I brought up the matter of the Danish situation, and handed him the memorandum25 of even date herewith prepared in answer to the British memorandum26 making suggestions as to a joint statement by our two Governments regarding the recent Danish rising against the Germans. Our memorandum suggests in essence that we drop the matter in view of the fact that the British wish to push the Danish Council in London as part of the statement.
I added a few observations. It seems to me that there was the beginning of a possible rivalry between the Danish Council, Christmas Moeller and Reventlow in London on the one hand and de Kauffmann and the Danish groups here. The fact was that Christmas Moeller had broadcast to Denmark followed by an uncoordinated effort of the British political warfare people to stimulate a rising in Denmark; this had occurred; the Danish Council in London, apparently without guidance from the British Foreign Office had then telegraphed all Danish societies in America asking their support over de Kauffmann’s head. This had not been understood here. The British suggestion that the Danish Council might be recognized as primus inter pares, of course, made no sense here.[Page 20]
I thereupon suggested:
- That we continue to regard the King of Denmark as the symbol of Danish nationality—which seems to accord with the usual feeling in Denmark;
- That we continue to regard the Danish Ministers outside Denmark, who have declared independence since the King had become a prisoner, as the King’s representatives—especially since they continued to be accorded recognition as such by the countries to which they were accredited;
- That the Danish Council in London be used by the British for British purposes just as we use the groups of Danish businessmen and the Danish-American societies here as bodies with which de Kauffmann might consult;
- That in the event that political differences should arise requiring bringing these various interests together, we might consult together.
Meanwhile, we might consider what kind of a step might be taken to encourage the Danes in Denmark. Decisions on that could await further reflection since the logical occasion for such a gesture had now passed.

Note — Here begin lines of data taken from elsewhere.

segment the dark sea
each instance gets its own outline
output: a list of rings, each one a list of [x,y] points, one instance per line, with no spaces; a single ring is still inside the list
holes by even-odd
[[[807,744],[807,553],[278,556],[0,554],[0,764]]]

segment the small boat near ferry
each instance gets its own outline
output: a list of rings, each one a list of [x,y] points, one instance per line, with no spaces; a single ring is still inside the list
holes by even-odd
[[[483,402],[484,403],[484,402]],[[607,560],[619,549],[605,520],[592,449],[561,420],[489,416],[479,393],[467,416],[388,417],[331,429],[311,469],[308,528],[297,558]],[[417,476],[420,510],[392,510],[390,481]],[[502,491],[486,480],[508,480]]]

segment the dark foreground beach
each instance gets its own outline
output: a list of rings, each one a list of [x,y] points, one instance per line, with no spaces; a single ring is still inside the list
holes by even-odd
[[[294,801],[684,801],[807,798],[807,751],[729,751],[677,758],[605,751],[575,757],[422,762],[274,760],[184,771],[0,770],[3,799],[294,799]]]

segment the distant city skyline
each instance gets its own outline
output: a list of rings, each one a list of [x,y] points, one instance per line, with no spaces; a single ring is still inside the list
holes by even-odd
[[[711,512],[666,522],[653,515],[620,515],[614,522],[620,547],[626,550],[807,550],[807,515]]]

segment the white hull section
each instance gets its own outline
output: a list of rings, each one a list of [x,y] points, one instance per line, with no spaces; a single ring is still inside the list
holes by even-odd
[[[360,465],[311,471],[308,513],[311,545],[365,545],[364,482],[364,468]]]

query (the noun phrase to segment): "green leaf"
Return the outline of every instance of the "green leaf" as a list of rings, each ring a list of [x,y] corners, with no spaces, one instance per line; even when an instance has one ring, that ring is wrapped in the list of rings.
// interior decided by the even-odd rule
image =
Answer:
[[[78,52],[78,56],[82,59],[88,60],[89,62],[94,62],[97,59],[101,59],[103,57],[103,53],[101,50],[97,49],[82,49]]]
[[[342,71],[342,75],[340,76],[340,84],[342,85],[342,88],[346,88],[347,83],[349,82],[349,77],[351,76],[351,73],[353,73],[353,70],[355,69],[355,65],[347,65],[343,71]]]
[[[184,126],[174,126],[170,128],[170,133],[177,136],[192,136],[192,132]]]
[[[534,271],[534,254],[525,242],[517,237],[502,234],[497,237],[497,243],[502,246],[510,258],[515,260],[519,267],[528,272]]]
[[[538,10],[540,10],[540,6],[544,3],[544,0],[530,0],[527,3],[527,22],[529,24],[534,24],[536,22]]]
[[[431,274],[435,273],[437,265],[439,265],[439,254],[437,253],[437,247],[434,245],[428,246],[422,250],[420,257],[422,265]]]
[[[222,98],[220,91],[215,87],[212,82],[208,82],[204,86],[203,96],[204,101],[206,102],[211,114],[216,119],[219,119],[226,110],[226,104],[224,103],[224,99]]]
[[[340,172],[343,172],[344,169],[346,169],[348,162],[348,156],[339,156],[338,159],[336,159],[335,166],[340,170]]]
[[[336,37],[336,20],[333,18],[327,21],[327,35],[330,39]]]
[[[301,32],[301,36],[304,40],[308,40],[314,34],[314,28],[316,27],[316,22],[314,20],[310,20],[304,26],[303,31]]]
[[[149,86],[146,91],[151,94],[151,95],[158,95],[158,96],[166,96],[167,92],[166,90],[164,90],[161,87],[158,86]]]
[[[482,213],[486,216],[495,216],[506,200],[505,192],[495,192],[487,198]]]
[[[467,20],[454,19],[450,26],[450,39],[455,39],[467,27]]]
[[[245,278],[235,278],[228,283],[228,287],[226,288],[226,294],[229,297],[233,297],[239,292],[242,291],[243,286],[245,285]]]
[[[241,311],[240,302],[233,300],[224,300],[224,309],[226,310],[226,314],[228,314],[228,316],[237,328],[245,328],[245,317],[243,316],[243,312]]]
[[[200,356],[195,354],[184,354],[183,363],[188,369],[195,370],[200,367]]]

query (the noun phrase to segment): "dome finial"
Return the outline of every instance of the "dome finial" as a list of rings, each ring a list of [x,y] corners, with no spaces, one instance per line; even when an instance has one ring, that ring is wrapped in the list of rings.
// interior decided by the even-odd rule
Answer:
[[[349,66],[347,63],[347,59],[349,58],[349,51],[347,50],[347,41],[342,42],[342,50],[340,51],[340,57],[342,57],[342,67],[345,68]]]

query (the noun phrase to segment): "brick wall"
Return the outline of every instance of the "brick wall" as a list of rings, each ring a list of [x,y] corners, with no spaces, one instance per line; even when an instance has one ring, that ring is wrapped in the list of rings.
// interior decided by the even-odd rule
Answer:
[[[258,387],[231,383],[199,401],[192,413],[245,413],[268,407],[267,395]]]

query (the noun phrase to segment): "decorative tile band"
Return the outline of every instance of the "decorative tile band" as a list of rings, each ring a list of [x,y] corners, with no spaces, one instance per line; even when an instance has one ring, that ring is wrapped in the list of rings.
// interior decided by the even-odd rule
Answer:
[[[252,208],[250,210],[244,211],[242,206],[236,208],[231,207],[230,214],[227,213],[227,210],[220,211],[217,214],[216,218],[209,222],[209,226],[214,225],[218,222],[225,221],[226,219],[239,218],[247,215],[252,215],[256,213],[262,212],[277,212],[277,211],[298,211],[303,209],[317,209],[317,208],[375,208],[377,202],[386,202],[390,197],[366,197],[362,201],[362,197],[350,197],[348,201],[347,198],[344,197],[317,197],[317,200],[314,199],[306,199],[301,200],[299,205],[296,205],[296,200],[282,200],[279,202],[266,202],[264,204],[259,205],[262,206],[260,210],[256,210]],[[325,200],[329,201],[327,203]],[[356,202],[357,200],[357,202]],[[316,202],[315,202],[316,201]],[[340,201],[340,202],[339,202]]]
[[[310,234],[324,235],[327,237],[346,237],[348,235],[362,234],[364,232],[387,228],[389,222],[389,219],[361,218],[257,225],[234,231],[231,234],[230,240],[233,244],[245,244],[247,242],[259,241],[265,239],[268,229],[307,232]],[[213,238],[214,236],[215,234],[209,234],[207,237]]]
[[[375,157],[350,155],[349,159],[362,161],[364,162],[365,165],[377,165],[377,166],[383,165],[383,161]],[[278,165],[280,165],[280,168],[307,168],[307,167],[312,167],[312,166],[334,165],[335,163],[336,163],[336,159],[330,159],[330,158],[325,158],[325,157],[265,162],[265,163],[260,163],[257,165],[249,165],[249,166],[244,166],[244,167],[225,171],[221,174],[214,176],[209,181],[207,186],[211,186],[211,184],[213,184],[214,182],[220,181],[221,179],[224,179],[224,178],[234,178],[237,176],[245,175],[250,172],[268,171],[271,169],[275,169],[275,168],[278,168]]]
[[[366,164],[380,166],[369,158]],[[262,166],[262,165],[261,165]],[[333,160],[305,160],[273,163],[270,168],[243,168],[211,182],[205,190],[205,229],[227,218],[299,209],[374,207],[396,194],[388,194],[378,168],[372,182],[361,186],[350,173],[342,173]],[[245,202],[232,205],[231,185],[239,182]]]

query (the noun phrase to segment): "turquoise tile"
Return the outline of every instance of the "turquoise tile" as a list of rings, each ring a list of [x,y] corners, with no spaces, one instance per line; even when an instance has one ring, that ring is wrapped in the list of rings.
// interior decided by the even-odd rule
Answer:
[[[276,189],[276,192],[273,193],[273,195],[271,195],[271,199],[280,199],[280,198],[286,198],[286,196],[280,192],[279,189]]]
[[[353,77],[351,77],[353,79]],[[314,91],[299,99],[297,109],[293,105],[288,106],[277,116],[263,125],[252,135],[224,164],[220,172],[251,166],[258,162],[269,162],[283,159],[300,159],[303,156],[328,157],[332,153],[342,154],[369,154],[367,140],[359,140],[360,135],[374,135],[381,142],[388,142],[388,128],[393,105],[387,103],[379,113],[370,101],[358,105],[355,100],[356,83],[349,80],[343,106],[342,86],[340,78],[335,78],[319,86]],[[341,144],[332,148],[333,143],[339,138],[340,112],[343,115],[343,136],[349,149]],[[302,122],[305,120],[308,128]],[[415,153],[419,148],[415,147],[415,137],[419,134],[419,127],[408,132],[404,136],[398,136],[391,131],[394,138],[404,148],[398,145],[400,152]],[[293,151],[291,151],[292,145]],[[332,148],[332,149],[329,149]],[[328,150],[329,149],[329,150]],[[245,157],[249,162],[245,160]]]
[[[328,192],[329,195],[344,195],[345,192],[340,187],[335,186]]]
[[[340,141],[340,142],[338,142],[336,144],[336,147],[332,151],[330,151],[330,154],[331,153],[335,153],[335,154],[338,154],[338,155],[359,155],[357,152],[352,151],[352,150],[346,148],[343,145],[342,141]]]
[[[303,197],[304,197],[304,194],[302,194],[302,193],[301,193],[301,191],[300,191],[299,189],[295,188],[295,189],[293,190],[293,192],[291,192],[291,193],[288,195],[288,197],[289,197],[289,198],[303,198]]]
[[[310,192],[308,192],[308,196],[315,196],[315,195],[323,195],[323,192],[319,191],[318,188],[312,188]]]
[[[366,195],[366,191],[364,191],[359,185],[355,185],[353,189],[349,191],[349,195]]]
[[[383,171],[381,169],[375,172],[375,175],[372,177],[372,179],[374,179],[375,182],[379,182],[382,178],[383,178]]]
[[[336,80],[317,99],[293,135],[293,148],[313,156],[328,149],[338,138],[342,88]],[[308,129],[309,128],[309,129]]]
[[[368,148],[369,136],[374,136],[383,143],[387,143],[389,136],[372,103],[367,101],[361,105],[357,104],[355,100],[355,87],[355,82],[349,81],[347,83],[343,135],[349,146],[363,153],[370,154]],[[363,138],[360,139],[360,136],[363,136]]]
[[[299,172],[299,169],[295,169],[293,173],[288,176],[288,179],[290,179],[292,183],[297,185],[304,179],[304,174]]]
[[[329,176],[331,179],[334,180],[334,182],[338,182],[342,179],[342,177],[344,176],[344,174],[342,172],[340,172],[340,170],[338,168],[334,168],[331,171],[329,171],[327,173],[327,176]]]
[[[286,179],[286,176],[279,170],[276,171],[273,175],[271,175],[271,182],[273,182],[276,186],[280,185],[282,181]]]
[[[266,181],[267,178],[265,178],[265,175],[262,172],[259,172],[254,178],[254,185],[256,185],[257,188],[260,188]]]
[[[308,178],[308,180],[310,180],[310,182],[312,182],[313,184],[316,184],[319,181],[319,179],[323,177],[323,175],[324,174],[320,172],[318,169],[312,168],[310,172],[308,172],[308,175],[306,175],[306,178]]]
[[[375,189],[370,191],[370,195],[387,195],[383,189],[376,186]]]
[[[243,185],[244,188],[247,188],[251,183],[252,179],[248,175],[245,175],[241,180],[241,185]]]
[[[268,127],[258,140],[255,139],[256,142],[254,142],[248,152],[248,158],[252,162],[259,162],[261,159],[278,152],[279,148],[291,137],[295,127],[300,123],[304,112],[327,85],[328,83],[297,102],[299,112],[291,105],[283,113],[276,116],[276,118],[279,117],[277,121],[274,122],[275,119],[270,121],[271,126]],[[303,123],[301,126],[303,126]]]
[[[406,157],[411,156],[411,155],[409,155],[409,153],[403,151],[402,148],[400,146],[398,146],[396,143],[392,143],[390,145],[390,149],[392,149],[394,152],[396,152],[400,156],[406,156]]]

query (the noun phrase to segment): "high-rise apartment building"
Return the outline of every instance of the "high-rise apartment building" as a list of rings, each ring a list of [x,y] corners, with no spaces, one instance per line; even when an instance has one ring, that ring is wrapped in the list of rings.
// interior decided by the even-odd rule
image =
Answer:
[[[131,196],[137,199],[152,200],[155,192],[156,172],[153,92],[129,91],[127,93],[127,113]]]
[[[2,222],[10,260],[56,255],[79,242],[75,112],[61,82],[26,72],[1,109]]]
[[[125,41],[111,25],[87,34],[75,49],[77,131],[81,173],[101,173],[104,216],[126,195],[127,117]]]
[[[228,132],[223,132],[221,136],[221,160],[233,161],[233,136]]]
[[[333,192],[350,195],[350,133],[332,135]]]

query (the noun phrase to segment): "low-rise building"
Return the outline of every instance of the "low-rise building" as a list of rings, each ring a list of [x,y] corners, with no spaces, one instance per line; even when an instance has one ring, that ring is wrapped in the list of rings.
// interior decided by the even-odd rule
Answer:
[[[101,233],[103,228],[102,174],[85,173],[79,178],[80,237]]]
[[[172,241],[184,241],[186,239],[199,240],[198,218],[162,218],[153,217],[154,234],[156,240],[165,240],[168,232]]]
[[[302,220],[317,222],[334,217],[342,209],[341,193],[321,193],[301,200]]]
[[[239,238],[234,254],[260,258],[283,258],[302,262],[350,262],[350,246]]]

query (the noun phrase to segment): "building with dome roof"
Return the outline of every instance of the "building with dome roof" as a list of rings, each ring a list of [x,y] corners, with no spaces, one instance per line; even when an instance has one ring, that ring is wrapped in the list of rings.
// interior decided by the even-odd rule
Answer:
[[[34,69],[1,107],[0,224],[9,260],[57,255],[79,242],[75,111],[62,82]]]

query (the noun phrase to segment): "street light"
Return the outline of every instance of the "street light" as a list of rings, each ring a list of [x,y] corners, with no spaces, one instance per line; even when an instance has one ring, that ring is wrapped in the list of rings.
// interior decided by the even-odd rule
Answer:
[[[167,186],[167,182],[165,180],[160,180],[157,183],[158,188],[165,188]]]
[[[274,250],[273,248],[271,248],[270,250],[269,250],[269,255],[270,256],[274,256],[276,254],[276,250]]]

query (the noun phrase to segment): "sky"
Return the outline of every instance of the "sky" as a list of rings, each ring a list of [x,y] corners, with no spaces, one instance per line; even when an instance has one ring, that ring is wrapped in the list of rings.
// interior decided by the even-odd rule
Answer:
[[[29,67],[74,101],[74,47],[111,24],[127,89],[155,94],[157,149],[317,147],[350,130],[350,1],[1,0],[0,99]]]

I commented on the British suggestion that we consult the Russians in this regard and observed that the principal Danish interests were inside the Western Hemisphere. I did not think that our people were prepared to accept consultation with the Russians in matters affecting this Hemisphere; for example, we would not wish to consult them particularly regarding Martinique, and could not, I thought, be in the position of suggesting Greenland to tri-partite consultation.
Mr. Law seemed to accept this; and said that he thought the four-point disposition of affairs was acceptable. He said that the matter should not have been allowed to reach this point; and ought not to have got to this level.